It's a story about mother and son. It deepens and examines the relationship between Sarah Connor and her son in a way that began and ended in T2: Judgment Day. It takes a warrior and reminds us that she's a woman. She's a mother but not motherly, she's feral and a bitch and hard as nuclear nails. She'll die and kill for her son. A son that reaches for her even as he struggles to become the become the man everyone's watching and waiting for, the leader whose destiny it seems is to be alone.

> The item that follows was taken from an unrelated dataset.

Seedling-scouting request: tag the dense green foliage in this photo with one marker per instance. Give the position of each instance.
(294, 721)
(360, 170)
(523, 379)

It's survival, fighting to live not only in a world where artificial intelligences build scary as fuck robots to kill you, but to survive when no one believes or trusts you, to love it enough to save a world you cannot live in. To keep sane through the horrifying and incredible, to keep in you the humanity you're fighting to save.

It's a love story and it isn't an easy one. (Because being in love with your cyborg protector/fake sister is never easy. And hallucinating dead lovers is only slightly less messy.) It's complicated and painful and different and beautifully, wretchedly, strangely perfect. It's familial and unrequited and doomed and the foundation of everything that happens. It's the driving force, it empowers and protects, damns and destroys.  "It's not love until you wind up half naked in a different timeline."

It's growth. A boy becoming a man. A mother struggling to let go. A machine that learns to cross against the light. It's 'different'. They lie and hurt and hate and love in their own ways. They change and evolve. They take the concept of 'hurting the ones you love' to a whole new level but it's always believable. They have serious trust issues.

There are no certainties because everyone lies and the future is always changing.

It's time travel and cyborgs, bitches.  (Cameron Phillips, I love you.)

It's the thin line between man and machine and what it means to be either...or maybe both. It's quietly emotional and heavy and never stops asking questions. It makes me cry and it makes me long for answers that we may never get. It's inspired a thousand discussions I'm grateful to have had, and maybe a few I wish I hadn't. It has, I'm pretty sure, driven us all a little mad and made us love it every step of the way.

The Sarah Connor Chronicles is an enthralling, emotional journey about hope, perseverance and the will to survive. It is a story about mother and son, man and machine, questioning fate and fighting the future. It is a love story, an adventure, a sci-fi exploration of artificial intelligence and human passion, an epic tale of humanity and a mother's love.

It breaks my heart. And my brain.

And that, in a 5AM nutshell, is why I love The Sarah Connor Chronicles.  You know.  More or less.